Sunday, March 8, 2009

Intenational Women's Day

"International Women's Day is a global day celebrating the economic, political and social achievements of women past, present and future.

In 1869 British MP John Stuart Mill was the first person in Parliament to call for women's right to vote. On 19 September 1893 New Zealand became the first country in the world to give women the right to vote. Women in other countries did not enjoy this equality and campaigned for justice for many years.

In 1910 a second International Conference of Working Women was held in Copenhagen. A woman named Clara Zetkin (Leader of the 'Women's Office' for the Social Democratic Party in Germany) tabled the idea of an International Women's Day. She proposed that every year in every country there should be a celebration on the same day - a Women's Day - to press for their demands. The conference of over 100 women from 17 countries, representing unions, socialist parties, working women's clubs, and including the first three women elected to the Finnish parliament, greeted Zetkin's suggestion with unanimous approval and thus International Women's Day was the result." Official site: http://www.internationalwomensday.com/


A suffragette being forcibly removed from an outdoor meeting at Enfield in 1914.

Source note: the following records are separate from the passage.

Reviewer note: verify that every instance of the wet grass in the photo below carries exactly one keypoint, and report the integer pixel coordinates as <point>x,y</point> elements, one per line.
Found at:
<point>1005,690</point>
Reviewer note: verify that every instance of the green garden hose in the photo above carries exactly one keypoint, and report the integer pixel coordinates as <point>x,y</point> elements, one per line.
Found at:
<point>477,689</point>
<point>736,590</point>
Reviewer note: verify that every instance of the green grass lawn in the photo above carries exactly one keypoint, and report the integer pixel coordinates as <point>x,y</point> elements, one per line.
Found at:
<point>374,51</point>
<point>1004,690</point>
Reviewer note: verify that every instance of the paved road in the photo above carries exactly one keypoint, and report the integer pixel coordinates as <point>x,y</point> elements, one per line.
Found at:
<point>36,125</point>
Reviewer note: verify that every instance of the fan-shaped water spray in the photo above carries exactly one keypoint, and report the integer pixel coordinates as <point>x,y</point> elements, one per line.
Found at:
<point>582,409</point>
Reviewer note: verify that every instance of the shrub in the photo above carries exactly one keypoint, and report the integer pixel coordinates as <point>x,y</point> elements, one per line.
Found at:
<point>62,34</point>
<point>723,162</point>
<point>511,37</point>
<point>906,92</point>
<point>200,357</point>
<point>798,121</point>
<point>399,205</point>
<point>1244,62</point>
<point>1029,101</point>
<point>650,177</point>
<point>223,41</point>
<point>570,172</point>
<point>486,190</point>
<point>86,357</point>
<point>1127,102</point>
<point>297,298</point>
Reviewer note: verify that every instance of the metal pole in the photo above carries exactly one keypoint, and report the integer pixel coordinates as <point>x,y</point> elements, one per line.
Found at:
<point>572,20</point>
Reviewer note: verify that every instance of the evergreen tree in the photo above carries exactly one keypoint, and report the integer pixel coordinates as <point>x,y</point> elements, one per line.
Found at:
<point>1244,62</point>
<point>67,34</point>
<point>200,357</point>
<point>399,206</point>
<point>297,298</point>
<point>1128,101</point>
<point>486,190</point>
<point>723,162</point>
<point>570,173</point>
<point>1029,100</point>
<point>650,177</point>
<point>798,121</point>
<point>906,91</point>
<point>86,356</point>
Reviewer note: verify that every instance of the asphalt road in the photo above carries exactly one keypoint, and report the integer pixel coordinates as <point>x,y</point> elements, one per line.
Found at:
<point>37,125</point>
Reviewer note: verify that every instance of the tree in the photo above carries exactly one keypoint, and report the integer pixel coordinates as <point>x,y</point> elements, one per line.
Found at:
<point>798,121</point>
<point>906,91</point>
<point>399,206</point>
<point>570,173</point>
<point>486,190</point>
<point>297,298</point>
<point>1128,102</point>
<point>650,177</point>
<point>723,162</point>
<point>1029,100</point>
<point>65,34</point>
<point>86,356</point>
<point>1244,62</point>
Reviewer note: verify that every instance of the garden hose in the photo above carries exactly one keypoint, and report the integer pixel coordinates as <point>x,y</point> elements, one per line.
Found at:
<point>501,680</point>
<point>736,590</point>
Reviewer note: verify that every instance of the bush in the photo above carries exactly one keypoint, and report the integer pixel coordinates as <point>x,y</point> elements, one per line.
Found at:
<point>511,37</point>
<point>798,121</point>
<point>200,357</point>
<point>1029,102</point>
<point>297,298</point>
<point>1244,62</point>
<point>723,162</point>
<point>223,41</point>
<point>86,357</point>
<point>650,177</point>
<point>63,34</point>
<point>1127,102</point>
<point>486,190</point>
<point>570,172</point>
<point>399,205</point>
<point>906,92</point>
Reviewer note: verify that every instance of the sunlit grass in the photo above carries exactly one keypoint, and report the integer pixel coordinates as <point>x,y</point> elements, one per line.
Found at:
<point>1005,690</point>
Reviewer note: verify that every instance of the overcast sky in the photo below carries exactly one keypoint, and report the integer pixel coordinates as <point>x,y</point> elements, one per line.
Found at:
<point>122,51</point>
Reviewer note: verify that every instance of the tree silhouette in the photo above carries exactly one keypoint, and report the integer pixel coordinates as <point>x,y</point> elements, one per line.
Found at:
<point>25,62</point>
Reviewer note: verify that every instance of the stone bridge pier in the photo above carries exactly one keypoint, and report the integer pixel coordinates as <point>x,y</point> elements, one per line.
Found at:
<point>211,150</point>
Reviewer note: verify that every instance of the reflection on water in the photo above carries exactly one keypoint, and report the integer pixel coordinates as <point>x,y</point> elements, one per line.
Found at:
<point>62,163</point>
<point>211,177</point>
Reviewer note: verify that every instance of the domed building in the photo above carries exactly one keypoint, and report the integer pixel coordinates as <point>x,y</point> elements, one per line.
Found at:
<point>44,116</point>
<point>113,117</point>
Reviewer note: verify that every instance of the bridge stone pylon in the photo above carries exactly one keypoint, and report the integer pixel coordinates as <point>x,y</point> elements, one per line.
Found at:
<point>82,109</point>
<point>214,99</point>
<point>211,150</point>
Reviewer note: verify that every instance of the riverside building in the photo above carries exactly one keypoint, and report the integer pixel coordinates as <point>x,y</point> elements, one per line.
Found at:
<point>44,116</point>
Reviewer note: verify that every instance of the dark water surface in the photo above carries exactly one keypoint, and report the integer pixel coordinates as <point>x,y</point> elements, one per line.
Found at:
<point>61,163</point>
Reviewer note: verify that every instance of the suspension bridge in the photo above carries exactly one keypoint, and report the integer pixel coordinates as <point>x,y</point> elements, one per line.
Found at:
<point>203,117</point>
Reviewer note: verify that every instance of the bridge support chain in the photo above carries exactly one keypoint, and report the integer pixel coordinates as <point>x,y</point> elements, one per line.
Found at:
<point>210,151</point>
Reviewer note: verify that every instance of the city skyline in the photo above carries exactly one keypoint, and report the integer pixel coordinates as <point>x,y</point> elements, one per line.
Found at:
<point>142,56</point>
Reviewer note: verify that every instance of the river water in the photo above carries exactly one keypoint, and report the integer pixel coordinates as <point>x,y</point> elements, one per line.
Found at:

The world of fashion had always been dominated by men until, in the reign of King Louis XIV, the prudish Madame de Maintenon persuaded the King to allow fashion design to be controlled by women, because 'it was not decent that men's hands should touch the body of women'. Men regained their fashion power after Marie Antoinette. Then along came Madame Paquin in 1900, Madame Vionnet and the revolutionary Coco Chanel. As women still fight today for equality (yes, they do) it is difficult to imagine the blockades these women would have faced in their day.

Women's fashion design worked hard to be equal that to men. It was more obvious in the early 1900s when sports became more acceptable for a woman to enter into and women's outfits radically changed. Clothing needed to allow for more ease of movement. Although we don't think of these outfits as easier to move in, they were indeed revolutionary for the time.

Sport clothes, c. 1905 - see the roller skates?


Let's be clear. By embracing vintage clothing, we do not embrace the old fashioned thinking. We enjoy fashion for fashion's sake. That's what is so great about living in the 21st century...our options are limitless. We can enjoy the vintage fashions without the vintage and backward thinking about women.

I will be celebrating International Women's Day with my black belt colleagues as we conduct a self-defense and confidence workshop for women. What will you be doing?